I did not add the patch from Ben, as it was reported as not working. My
driver pull is late this time due to travel, but it'll go out start of
next week. So if you have pending floppy updates that are tested at that
time, then please do send them my way.
On Wed, 17 Oct 2012, Jens Axboe wrote:
> >>>> 1. redo_fd_request() races with tear-down of the disks, but because
> >>>> set_next_request() checks disk->queue before doing anything this was
> >>>> usually harmless. Now that do_floppy_init() doesn't clear disk->queue,
> >>>> the race condition is much easier to hit. This may fix that problem in
> >>>> do_floppy_init(), though there appear to be worse bugs in tear-down
> >>>> order in floppy_module_exit():
> >> [...]
> >>>> 2. I made a big mistake in using the existing GENHD_FL_UP flag, as it is
> >>>> cleared by del_gendisk(). Incremental patch below, but it should be
> >>>> squashed into the previous patch if that branch is still rebase-able.
> >> [...]
> >>> I'm now seeing these instead:
> >> [...]
> >> Sorry, I'm not going to spend more time in the quagmire of the floppy
> >> driver. Whoever has this commit in their tree, please revert or drop it
> >> as appropriate.
> > As far as I can tell, Jens has pulled it from me, but it hasn't made it > > into Linus' tree as of today.
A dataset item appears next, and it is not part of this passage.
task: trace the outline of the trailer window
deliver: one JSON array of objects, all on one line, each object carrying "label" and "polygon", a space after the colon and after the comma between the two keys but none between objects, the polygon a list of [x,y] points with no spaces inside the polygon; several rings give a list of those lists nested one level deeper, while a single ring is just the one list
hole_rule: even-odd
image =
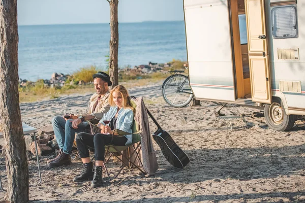
[{"label": "trailer window", "polygon": [[297,37],[296,10],[294,6],[273,8],[271,12],[272,33],[274,38]]},{"label": "trailer window", "polygon": [[247,24],[246,23],[246,14],[238,15],[239,23],[239,35],[240,36],[240,44],[248,44],[247,37]]}]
> > I will do it in my tree and send a new pull request to Jens.
> I did not add the patch from Ben, as it was reported as not working. My
> driver pull is late this time due to travel, but it'll go out start of
> next week. So if you have pending floppy updates that are tested at that
> time, then please do send them my way.
Sorry for the delay on my side as well. I am now working on reverting Ben's original patch and doing some testing. Will be sending you a pull request still tonight.